Pada suatu hari perkataan “Jangan tanyakan mengapa; tanyakan apa yang Aku inginkan kamu pelajari” datang tegas ke dalam benak dan hati saya. Kini saya malah menjadi lebih bingung. Dalam momen saat saya bergumul mengenai keputusan saya terdahulu, Allah mengajak saya untuk percaya kepada-Nya bahkan lebih lagi. Melihat ke belakang, ini merupakan titik kritis dalam kehidupan saya—itu adalah momen saya menyadari bahwa cara terbaik untuk belajar memercayai Allah adalah dengan percaya saja kepada-Nya. Di minggu-minggu berikutnya, saya menyaksikan dengan rasa takjub sewaktu Tuhan melalui mukjizat mengungkapkan rencana-Nya untuk memberkati keluarga kami.

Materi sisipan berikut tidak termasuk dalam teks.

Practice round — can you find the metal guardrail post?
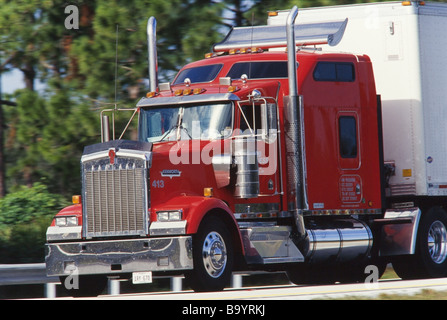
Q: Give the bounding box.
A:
[45,282,56,299]
[171,276,183,292]
[231,273,242,289]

Guru dan pelatih yang baik tahu bahwa pertumbuhan intelektual dan kekuatan jasmani dapat terjadi hanya ketika pikiran dan otot direntangkan. Demikian pula, Allah mengajak kita untuk tumbuh dengan memercayai bimbingan rohani-Nya melalui pengalaman yang merentang jiwa. Karenanya, kita dapat memastikan bahwa apa pun rasa percaya kepada Allah yang mungkin telah kita perlihatkan di masa lalu, pengalaman lain yang merentang kepercayaan masih ada di depan. Allah berfokus pada pertumbuhan dan kemajuan kita. Dia adalah sang Maha Guru, pelatih lengkap yang selalu merentang diri kita untuk membantu kita merealisasikan lebih lagi dari potensial ilahi kita. Itu akan selalu melibatkan ajakan masa depan untuk memercayai-Nya sedikit lebih banyak lagi.

Kitab Mormon mengajarkan pola yang Allah gunakan untuk merentang diri kita guna membangun hubungan yang kuat dengan kita. Dalam Ikutlah Aku, kita baru-baru ini menelaah tentang bagaimana kepercayaan Nefi kepada Allah diuji ketika dia dan kakak-kakaknya diperintahkan untuk kembali ke Yerusalem untuk mendapatkan lempengan-lempengan kuningan. Setelah upaya awal mereka gagal, kakak-kakaknya menyerah dan siap untuk pulang tanpa lempengan-lempengan itu. Tetapi Nefi memilih untuk menaruh kepercayaan penuh kepada Tuhan dan berhasil mendapatkan lempengan-lempengan itu.10 Pengalaman itu kemungkinan telah memperkuat keyakinan Nefi kepada Allah ketika busurnya patah dan keluarga tersebut mengalami kelaparan di padang belantara. Sekali lagi, Nefi memilih untuk menaruh kepercayaan kepada Allah, dan keluarga tersebut diselamatkan.11 Pengalaman beruntun ini memberi Nefi keyakinan yang makin kuat kepada Allah untuk tugas besar dan merentang rasa percaya yang akan segera dihadapinya berupa membangun sebuah kapal.12

Melalui pengalaman-pengalaman ini, Nefi memperkuat hubungannya dengan Allah melalui secara konsisten dan terus-menerus menaruh kepercayaan kepada-Nya. Allah menggunakan pola yang sama dengan kita. Dia mengulurkan kepada kita ajakan pribadi untuk memperkuat dan memperdalam kepercayaan kita kepada-Nya.13 Setiap kali kita menerima dan menindaki suatu ajakan, kepercayaan kita kepada Allah bertumbuh. Jika kita mengabaikan atau menolak suatu ajakan, kemajuan kita berhenti sampai kita siap untuk menindaki suatu ajakan baru.

Kabar baiknya adalah bahwa terlepas dari rasa percaya yang kita pilih atau tidak untuk menempatkan Allah di masa lalu, kita dapat memilih untuk memercayai Allah hari ini dan setiap hari setelahnya. Saya berjanji bahwa setiap kali kita melakukannya, Allah akan ada di sana untuk menangkap diri kita, dan hubungan rasa percaya kita akan tumbuh semakin dan semakin kuat sampai harinya kita menjadi satu dengan Dia dan Putra-Nya. Kemudian kita dapat memaklumkan seperti Nefi, “Ya Tuhan, aku telah percaya kepada-Mu, dan aku akan percaya kepada-Mu selamanya.”14 Dalam nama Yesus Kristus, amin.